Doreen’s world is rocked when she discovers that her high school crush, Cameron Noodle (Danny Cackley), is back in town and has been hired as a substitute for the English teacher who has recently gone AWOL. Both still carry torches for one another, but between Doreen’s adult responsibilities, including visiting her mother, Annette (Zoerb, again), in assisted living, and the mystery of what Cameron has been up to since graduation, they never overcome their fears of commitment. As the play’s title suggests, true romantic love between adults is something reliable and not just feeling head-over-heels and these two can’t find it in themselves to trust one another.
The cast of eight, thanks to masks by Tara Cariaso of Waxing Moon Masks, play many more characters, allowing Pangolin to feel even more crowded than it is. One of Chilcote’s cleverest directorial touches comes during transitions, where actors Zoerb, Jordan Essex, and Jasmine Proctor unmask on stage from their high school roles, and transform into the elderly residents of the assisted living home, taking on new masks, changing costumes, and adopting new postures and gaits.
Those familiar with Myers’ previous acting work (notably her performance in Pointless Theatre’s 2022 production of Eugène Ionesco‘s Rhinocéros) will not be surprised by the dynamic rhythm she brings to every scene. Whether in movement or line delivery, she physically manifests every emotion Doreen is feeling—the only surprise is that Myers has never performed with the Fools before. Infatuation causes Doreen to rise up onto relevé as if she’s about to float away, while her limbs undulate as her anxiety causes her to melt.
Matthew Pauli plays a trio of eccentric roles, from the officious yet reluctantly reasonable authority figure Principal Foggybottom, the custodian Silver, who appears to have been previously employed on a 19th-century whaling vessel, and the unnamed editor of the school newspaper. While Andrew Quilpa plays a number of roles including Tromboni, a member of the Pangolin marching band who communicates in hornlike sounds, and Orson, a worker at the assisted living home.
Pangolin High is wonderfully rendered by scenic designer Johnny Weissgerber with a false perspective corridor lined by banks of lockers. These lockers open to serve coffee to teachers, or provide hiding places for Jill (Bri Houtman), an ever-anxious student. Sometimes the bank of lockers opens up as a classroom door.
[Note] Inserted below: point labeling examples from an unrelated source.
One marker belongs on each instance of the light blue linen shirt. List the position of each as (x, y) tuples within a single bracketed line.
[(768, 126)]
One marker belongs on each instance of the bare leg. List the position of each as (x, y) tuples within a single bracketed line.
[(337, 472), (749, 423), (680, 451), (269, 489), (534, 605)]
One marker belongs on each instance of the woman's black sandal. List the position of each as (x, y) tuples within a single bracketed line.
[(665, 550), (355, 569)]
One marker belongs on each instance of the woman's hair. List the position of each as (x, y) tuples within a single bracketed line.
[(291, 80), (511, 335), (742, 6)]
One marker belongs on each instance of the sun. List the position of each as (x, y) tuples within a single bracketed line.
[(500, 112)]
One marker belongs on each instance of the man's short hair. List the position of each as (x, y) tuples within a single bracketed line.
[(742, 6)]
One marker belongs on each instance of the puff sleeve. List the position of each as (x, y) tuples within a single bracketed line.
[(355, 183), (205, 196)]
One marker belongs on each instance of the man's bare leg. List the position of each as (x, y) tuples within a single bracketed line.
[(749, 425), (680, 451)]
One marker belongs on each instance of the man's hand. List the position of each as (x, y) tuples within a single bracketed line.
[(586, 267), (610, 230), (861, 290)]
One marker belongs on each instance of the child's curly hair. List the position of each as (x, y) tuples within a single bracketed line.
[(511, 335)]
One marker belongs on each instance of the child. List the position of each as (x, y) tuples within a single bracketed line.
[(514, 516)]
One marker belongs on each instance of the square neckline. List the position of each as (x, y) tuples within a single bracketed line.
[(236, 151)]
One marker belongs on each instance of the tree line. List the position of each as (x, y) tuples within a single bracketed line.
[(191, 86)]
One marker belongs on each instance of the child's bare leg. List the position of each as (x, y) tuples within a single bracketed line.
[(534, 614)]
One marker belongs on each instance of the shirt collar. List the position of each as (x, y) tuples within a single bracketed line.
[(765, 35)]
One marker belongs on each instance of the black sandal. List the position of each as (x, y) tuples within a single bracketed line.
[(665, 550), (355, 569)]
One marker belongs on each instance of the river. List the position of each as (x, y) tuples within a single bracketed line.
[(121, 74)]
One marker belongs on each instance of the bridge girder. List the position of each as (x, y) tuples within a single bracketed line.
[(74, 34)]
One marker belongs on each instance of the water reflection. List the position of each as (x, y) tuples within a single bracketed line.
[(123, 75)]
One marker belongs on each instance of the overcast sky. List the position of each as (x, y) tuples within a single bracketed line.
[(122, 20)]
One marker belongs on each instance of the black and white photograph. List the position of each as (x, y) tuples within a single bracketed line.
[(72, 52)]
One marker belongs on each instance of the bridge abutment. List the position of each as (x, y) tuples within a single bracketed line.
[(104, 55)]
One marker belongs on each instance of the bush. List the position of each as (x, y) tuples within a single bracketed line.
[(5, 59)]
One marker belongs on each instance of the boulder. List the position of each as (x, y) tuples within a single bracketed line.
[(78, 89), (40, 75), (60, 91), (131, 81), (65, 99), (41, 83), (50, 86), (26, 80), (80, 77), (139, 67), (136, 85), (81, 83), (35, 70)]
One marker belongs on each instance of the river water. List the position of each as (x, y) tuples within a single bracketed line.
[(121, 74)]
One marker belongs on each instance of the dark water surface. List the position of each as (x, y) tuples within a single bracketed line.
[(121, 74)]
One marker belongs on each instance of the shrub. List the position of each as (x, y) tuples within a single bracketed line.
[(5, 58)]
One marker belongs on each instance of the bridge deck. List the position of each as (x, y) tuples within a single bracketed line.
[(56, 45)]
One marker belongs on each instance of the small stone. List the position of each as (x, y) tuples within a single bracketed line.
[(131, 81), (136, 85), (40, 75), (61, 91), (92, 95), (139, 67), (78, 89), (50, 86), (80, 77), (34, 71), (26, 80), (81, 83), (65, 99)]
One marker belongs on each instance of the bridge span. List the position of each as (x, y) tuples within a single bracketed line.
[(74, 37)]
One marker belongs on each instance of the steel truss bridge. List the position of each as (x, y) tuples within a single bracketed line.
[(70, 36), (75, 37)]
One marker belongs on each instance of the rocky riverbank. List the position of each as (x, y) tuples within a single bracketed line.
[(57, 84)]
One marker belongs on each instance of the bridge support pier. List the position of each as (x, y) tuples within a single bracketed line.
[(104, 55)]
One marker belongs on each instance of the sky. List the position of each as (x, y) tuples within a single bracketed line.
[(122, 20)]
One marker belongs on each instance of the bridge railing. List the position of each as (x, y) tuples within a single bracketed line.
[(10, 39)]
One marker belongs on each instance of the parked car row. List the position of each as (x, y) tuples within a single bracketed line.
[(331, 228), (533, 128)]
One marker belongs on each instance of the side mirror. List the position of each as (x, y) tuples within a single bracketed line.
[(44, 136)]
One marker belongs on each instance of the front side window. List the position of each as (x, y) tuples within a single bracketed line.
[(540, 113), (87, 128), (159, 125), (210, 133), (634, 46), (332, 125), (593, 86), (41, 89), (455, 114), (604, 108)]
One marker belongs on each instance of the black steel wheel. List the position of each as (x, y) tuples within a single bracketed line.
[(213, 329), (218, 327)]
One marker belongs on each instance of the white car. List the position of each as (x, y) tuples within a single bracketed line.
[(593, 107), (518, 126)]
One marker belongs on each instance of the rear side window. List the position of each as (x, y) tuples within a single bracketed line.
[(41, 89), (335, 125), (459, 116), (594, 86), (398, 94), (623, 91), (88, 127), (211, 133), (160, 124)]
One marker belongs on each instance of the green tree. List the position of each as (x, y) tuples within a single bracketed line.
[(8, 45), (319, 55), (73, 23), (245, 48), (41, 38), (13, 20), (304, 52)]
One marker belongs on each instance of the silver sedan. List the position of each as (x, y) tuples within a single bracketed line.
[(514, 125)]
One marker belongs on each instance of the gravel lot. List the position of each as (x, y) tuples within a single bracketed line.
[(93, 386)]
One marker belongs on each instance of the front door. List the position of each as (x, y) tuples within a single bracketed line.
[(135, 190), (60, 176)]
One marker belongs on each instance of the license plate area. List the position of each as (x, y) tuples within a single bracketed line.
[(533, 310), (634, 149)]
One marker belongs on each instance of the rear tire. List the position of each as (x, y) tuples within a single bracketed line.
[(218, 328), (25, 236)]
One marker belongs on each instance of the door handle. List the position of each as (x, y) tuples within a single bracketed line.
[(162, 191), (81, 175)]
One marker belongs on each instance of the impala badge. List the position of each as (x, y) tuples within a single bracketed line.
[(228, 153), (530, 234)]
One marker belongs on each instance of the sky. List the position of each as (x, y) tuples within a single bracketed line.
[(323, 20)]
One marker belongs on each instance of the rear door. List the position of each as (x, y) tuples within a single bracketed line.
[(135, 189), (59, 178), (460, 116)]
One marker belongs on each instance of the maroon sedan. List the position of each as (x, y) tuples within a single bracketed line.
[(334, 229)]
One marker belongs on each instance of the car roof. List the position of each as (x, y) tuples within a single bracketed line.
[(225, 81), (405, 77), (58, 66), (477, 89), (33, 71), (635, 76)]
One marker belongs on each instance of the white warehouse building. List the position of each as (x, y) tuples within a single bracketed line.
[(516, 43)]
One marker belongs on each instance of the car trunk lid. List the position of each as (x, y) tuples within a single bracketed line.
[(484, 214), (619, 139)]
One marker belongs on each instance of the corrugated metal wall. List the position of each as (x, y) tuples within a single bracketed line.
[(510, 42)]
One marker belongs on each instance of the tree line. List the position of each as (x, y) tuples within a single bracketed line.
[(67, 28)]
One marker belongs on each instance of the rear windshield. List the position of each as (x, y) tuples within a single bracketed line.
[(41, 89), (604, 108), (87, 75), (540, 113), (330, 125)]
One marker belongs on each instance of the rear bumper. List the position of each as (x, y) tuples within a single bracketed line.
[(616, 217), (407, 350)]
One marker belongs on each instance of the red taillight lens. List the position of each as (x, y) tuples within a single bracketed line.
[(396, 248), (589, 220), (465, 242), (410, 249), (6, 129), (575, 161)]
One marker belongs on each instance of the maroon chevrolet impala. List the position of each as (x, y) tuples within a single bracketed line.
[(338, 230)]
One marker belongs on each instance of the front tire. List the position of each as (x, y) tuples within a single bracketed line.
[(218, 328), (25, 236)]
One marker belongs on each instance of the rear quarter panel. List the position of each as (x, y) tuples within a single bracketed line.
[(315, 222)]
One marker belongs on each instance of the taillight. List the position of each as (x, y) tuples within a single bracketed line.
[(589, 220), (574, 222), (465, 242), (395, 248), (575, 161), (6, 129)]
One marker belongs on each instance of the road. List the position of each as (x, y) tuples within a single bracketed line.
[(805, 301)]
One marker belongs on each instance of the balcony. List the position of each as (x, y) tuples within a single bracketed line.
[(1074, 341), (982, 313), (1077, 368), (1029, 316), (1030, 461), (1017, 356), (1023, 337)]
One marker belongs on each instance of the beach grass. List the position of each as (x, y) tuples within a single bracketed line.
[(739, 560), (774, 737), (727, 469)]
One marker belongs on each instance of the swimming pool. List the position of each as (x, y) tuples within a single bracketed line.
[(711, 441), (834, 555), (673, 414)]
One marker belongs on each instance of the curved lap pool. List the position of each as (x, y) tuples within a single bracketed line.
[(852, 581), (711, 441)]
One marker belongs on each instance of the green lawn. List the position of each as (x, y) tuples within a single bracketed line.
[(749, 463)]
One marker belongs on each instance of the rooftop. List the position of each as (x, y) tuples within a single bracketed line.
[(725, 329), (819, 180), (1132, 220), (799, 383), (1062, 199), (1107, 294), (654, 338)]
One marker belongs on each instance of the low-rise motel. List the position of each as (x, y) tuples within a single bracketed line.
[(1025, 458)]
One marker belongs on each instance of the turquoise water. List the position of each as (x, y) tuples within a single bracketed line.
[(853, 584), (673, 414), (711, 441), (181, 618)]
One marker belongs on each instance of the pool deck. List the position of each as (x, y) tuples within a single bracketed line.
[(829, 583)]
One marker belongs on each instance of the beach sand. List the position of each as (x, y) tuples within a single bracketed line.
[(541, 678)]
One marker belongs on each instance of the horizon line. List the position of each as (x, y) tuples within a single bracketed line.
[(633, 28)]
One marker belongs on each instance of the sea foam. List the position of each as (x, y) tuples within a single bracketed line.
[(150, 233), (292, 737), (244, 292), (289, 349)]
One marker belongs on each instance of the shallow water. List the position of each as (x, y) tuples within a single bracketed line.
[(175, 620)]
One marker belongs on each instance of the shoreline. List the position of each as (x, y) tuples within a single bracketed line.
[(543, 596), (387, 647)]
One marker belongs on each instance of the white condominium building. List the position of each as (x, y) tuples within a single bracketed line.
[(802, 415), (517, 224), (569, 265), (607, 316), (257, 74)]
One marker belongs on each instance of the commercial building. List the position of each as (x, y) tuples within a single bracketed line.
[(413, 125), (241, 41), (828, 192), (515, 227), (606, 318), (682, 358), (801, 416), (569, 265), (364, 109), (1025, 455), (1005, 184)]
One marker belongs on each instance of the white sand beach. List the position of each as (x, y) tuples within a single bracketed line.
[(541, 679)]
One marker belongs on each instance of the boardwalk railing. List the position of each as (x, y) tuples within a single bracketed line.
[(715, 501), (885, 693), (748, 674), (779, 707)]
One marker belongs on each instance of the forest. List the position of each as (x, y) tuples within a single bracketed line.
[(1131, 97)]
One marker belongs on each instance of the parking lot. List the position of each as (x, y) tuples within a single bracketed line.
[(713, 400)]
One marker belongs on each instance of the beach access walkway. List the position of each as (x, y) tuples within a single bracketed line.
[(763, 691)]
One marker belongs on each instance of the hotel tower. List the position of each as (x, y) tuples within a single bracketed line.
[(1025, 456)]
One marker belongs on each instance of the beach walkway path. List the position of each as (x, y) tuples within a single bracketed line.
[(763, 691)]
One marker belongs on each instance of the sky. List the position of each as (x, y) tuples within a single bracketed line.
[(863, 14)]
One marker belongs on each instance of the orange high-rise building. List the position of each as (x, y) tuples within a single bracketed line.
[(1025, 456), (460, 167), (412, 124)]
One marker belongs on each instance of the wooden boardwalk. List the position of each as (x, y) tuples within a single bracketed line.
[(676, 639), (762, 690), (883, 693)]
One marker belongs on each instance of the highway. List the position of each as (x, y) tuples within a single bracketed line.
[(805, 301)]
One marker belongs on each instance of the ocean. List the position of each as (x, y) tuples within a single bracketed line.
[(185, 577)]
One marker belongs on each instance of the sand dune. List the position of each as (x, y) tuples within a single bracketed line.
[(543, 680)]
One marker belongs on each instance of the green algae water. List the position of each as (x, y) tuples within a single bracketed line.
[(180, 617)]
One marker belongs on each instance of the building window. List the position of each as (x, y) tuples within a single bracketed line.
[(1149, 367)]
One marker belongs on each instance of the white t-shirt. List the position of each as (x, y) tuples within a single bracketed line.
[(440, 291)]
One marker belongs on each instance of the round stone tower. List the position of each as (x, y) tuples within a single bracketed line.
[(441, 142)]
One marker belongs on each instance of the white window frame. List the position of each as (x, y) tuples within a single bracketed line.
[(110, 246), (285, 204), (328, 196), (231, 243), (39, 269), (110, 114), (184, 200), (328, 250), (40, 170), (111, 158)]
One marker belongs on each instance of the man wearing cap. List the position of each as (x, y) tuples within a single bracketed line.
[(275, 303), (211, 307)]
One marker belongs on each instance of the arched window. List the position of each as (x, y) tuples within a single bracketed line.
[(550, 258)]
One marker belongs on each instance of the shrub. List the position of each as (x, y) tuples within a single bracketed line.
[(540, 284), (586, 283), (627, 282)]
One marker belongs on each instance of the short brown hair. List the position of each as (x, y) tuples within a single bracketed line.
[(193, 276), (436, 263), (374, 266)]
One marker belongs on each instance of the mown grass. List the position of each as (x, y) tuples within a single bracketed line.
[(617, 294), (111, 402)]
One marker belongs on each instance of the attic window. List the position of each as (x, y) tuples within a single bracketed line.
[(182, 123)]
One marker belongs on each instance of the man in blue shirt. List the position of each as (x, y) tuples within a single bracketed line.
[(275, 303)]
With light design wizardry by William K. D’Eugenio the set transforms into the grounds for the school’s spring carnival.
At nearly 140 minutes, Love Like Tuesday runs quite long for a romantic comedy, but Robinson’s script is always funny and even the most peripheral subplots are entertaining. (I wonder if perhaps he was so inspired by collaborating with Faction of Fools that he crammed in every idea or if somewhere there is—whether in his gray matter, in a drawer, or the cloud—a four-to-six-hour version of the play.) Given the Fools’ own post-pandemic experiments with streaming video, some sort of low-budget episodic version of that story with the Faction’s aesthetics could easily be a cult hit on the right platform.
Faction of Fools presents Doug Robinson’s Love Like Tuesday, directed by Francesca Chilcote, through March 11 at Capitol Hill Arts Workshop. factionoffools.org. $15–$35.